European stock markets closed this Friday session on the rise, at the end of a week marked by large amplitudes of variations according to geopolitical developments and expectations of normalization of monetary policies by central banks. The Cac 40, which fell to 0.67% this morning after an initial jump, suddenly jumped at midday to gain more than 4%.

Vladimir Putin said that “some positive developments” had been noted in the talks with Ukraine, according to comments reported by Interfax. According to the Russian news agency, President Putin told his Belarusian counterpart Alexander Lukashenko that these advances were reported to him by his negotiators, adding that talks are continuing on a “almost daily”.

Subsequently, the Bedroom 40 gave up much of its gains to finish up 0.85% to 6,260.25 points. The failure of the latest negotiations between the Russian and Ukrainian foreign ministers in Turkey yesterday is a reminder that hopes for appeasement in the conflict may be quickly dashed as Russian bombardment intensifies from the east to the south of the Ukraine and for Moscow to reorganize its troops around Kiev.
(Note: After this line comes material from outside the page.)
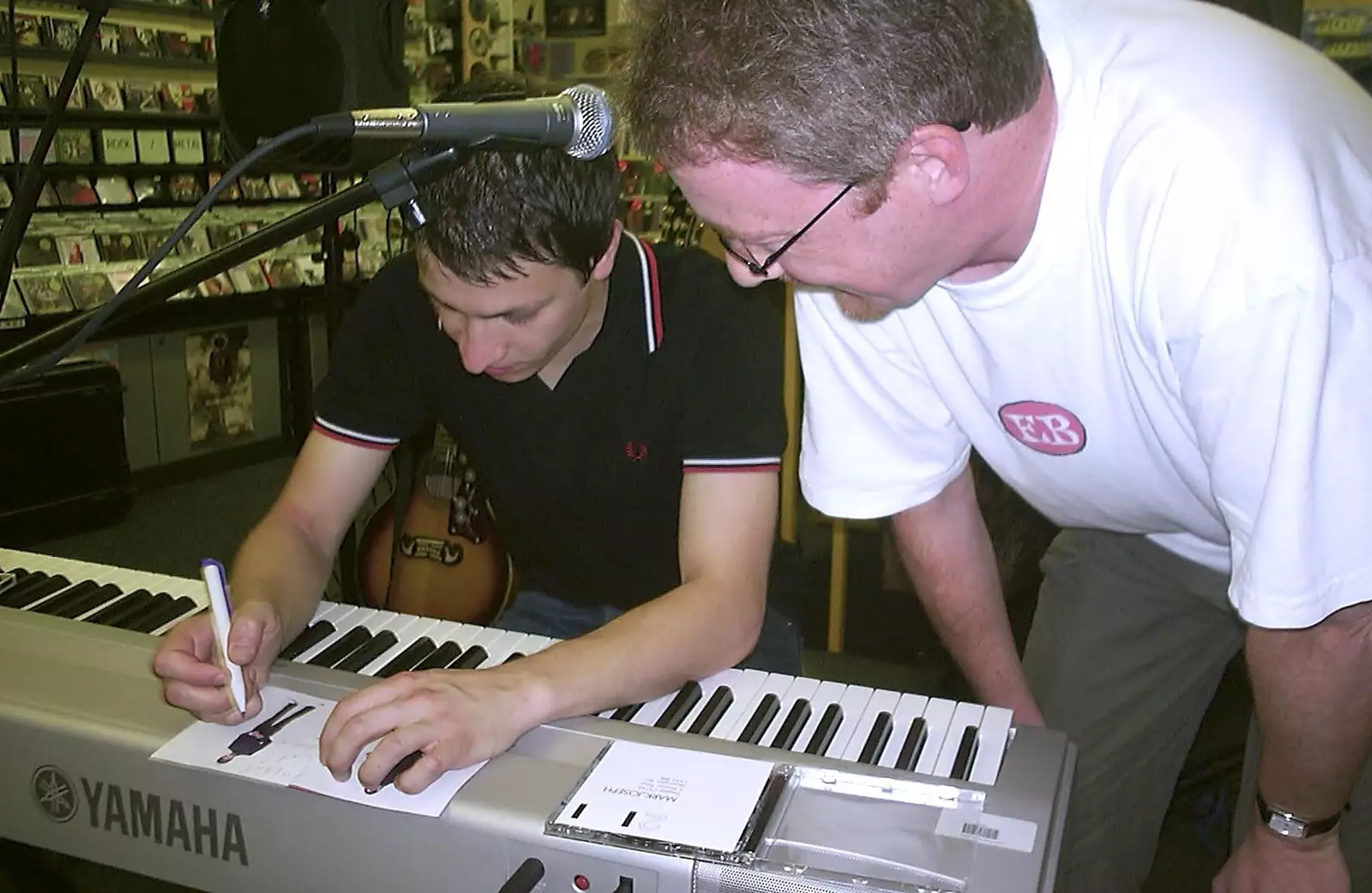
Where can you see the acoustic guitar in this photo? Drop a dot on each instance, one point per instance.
(449, 563)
In response, the United States and its allies in the European Union and the G7 will strip Russia of its privileged trading partner status, paving the way for tariffs on many Russian products, reports Reuters in citing sources familiar with the matter.

Over the week, the Paris index gained 3.3%, its first weekly increase in a month (-12% since the start of the year). “The market is starting to get used to the uncertainties” caused by the war in Ukraine, explains Louise Dudley, manager at Federated Hermes. Stakeholders “take advantage of volatility and negative sentiment to seek out opportunities”she concludes.

EssilorLuxottica gained almost 3%. The ophthalmic optics giant, which has published its 2021 accounts, says it expects steady growth in sales over the 2022-2026 period, after seeing its business rebound last year.

The ECB less accommodating, the Fed ready to act

Yesterday, the European Central Bank adopted a more aggressive tone by suggesting the possible end of its asset purchases under its classic APP program in the second quarter, likely a prerequisite for monetary tightening in the second half. In its latest projections, the ECB is now counting on an inflation rate of 5.1% this year, against 3.2% estimated in February. In Germany, the rise in prices was confirmed at 5.5% over one year in February.

In the United States, consumer prices accelerated again in February to reach 7.9% over one year, a new 40-year high. The US Federal Reserve should therefore take the plunge next Wednesday by announcing a 25 basis point hike in the Fed Funds rate. Soaring prices could even prompt the Fed to act “more aggressive way” to try to stem inflation, recalled Jerome Powell before Congress last week.